Gulfport, February 12 – The Russian Supreme Court’s decision this week to formally declare the Caucasus Emirate a terrorist organization and to ban its activities on the territory of the Russian Federation appears likely to prove counterproductive, according to a Russian analyst now living in Israel.
In an article posted online yesterday, Avraam Shmulyevich, who writes frequently about the North Caucasus, argues that the decision itself and especially its timing is likely to encourage the very people Moscow has banned and to raise questions about Moscow’s ability to deal with the challenge the Emirate poses (www.portal-credo.ru/site/?act=comment&id=1717).
On the one hand, he notes, the chief media outlet of the Emirate organization, Kavkazcenter.info, celebrated what the Russian court did as a form of official “recognition” of the existence and power of the shadowy group that has often claimed responsibility for various terrorist acts but about which relatively little is known.
Indeed, that website’s commentator pointed out, this decision, coming on the heels of Moscow’s formation of a North Caucasus Federal District, the borders of which exactly correspond to those claimed by the Emirate, underscores how many problems Moscow faces in its efforts to control that region (www.kavkazcenter.info/russ/content/2010/02/08/70526.shtml).
And on the other, Shmulyevich continues, the timing of the court’s decision is very strange, given that Moscow has certainly known about the Caucasus Emirate and its leader Chechen field commander Doka Umarov at least since the group declared itself in October 2007 as the sponsor of a jihad against unbelievers in the North Caucasus as a whole.
Moreover, the facts the court accepted as the basis of its decision have the effect of raising more questions than they answer. Ac, cording to Lenta.ru, law enforcement agencies told the court that while the exact numbers of people involved in the Caucasus Emirate is “unknown,” the estimates range “from 50 to 1500” (lenta.ru/news/2010/02/08/imarat/).

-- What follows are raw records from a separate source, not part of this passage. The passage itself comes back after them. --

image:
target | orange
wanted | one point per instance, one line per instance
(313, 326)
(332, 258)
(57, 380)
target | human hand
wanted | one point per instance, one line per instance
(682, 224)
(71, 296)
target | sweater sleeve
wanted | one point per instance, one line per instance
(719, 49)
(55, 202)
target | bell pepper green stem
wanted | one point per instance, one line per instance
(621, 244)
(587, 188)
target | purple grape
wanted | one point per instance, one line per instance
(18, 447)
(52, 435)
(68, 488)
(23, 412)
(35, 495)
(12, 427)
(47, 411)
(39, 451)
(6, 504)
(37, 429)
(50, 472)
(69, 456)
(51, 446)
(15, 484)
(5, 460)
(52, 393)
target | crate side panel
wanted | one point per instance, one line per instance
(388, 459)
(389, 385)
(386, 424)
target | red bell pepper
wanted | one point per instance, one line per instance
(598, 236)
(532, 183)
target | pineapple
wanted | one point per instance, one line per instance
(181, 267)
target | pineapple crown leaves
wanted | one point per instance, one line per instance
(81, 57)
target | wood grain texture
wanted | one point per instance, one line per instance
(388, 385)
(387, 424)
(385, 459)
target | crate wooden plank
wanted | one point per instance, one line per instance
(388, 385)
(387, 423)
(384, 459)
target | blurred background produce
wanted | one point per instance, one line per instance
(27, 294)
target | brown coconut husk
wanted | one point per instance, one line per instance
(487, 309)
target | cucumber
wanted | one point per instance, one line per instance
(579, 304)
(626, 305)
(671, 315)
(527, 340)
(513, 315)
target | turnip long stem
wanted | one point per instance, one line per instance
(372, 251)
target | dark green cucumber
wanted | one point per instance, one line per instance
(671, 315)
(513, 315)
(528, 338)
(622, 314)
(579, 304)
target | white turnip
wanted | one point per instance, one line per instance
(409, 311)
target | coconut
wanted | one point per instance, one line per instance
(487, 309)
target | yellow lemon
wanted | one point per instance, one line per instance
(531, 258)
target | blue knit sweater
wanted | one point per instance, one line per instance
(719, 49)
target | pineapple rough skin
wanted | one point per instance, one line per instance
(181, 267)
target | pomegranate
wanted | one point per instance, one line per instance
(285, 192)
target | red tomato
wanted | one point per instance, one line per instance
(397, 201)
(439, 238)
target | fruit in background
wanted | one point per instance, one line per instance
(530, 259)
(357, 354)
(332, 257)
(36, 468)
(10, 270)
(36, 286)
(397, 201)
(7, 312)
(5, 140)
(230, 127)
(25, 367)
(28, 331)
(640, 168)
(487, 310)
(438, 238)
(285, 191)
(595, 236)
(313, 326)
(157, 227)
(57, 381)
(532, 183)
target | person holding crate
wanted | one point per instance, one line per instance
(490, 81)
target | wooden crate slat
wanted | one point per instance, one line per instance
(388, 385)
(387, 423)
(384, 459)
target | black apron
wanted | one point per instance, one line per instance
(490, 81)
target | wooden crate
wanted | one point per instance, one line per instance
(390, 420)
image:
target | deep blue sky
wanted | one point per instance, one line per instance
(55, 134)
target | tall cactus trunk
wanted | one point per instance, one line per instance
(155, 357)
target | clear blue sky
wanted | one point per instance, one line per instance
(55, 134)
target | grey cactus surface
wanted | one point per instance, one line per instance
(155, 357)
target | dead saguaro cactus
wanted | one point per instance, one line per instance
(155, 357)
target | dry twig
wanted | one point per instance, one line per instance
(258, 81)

All this, Shmulyevich suggests, raises three questions which must be troubling to anyone in the Russian Federation. First, “what kind of law enforcement organs exist in Russia, if [they cannot be more specific about] the number of the main terrorist organization operating in the country” than to say that there are between 50 and 1500?
Given what the Caucasus Emirate’s forces have been able to do, he points out, such figures suggest that they are truly “cyborg-terminators, each of which is worth 10,000 federal soldiers,” a figure that raises questions not just about Russian law enforcement but about its force structures as a whole.
Second and even more significant, Shmulyevich says, why did the Russian courts act now after the Caucasus Emirate has been active for so long? After all, he notes, “from the point of view of the laws of mass understanding and public relations, this means the recognition of the Emirate,” albeit in a negative way, just as Kavkazcenter.info suggests.
As a result of the court’s action this week, he continues, “everywhere people write about ‘the Caucasus Emirate,’” they will refer to the Russian Supreme Court, which by its curiously delayed decision has given that organization “an advertisement worthy of a major cash award in Saudi dinars.”
And third, as people both in the North Caucasus and more generally in the Russian Federation are sure to ask, has “a major power lost the information war to ‘a group of bandits’”? It Russia has indeed lost his pr campaign, then many are going to ask whether “the federal powers that be of Russia can carry out an effective counter-propaganda campaign.”
And if people begin asking those questions seriously, Shmulyevich concludes, they are inevitably going to be driven to ask about the powers that be in Moscow that have acted this way and in the past that are behind this strange court decision, questions that the Russian powers that be may find even more difficult to cope with than any of the others.